Segurança prioritária
A EUTM tem "frequentes exercícios de segurança contra as diferentes ameaças". Não há "saídas das bases a não ser para a realização das diferentes atividades e operações".

Volátil e frágil
Atualmente, o Mali (e todo o Sahel) apresenta "grande volatilidade e fragilidade", "numa área territorial imensa quando comparada com a dimensão das forças de defesa e segurança", aumentada "grave conflito interétnico, exponenciada pelo fenómeno do terrorismo".

14 dias de quarentena
Os militares que regressaram a Portugal foram submetidos a rasteio sanitário e vão agora cumprir 14 dias de quarentena.

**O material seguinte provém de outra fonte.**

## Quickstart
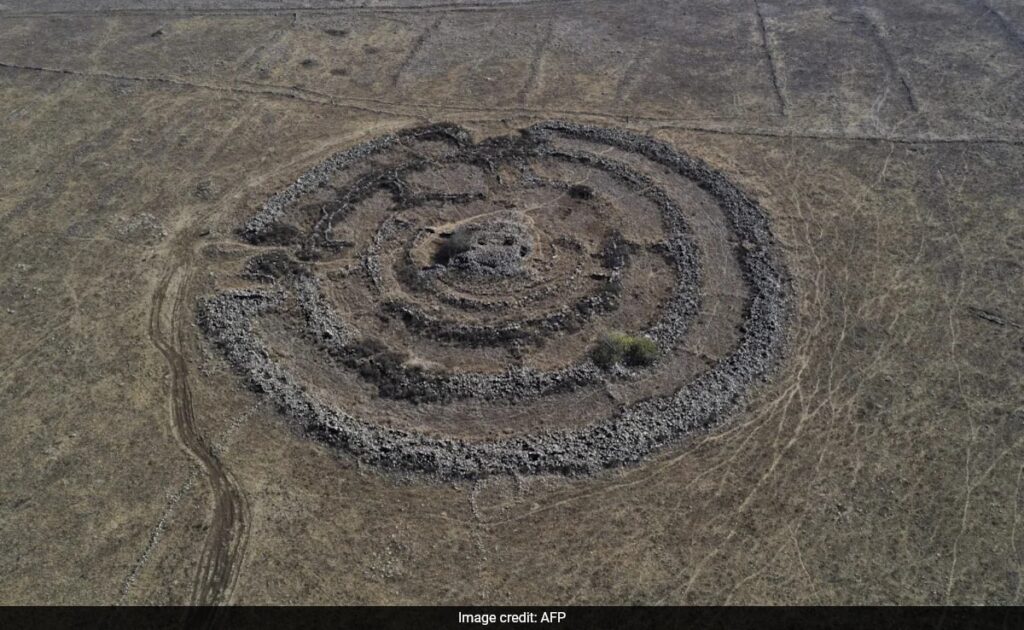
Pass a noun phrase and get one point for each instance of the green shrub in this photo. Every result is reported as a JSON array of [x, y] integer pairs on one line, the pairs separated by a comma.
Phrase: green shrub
[[615, 347]]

Covid-19 infetou dez membros da missão e levou à retirada de 320 para a Europa
A Covid-19 "afetou diretamente a missão", que entrou em "fase de hibernação", com "suspensão das atividades de treino para mitigar os riscos".

A EUTM Mali teve dez casos confirmados ("todos curados" e nenhum português) e isolou 1/3 do quartel general, fechando-o ao exterior por 5 semanas.

Quatro militares doentes e outros 320 (sete portugueses), por precaução, foram retirados para a Europa. A situação sob "controlo possível" leva a que já se esteja na "fase de retorno" gradual às atividades de aconselhamento e formação de formadores.

Sargento luso foi em 2017 o primeiro morto da EUTM
A EUTM Mali já foi atacada duas vezes, "e infelizmente a sua primeira baixa foi portuguesa, a 18 de Junho de 2017 [sargento Paiva Benido]" num ataque terrorista" em Bamako. Nestes 6 meses, teve de, por vezes, aumentar "estados de alerta".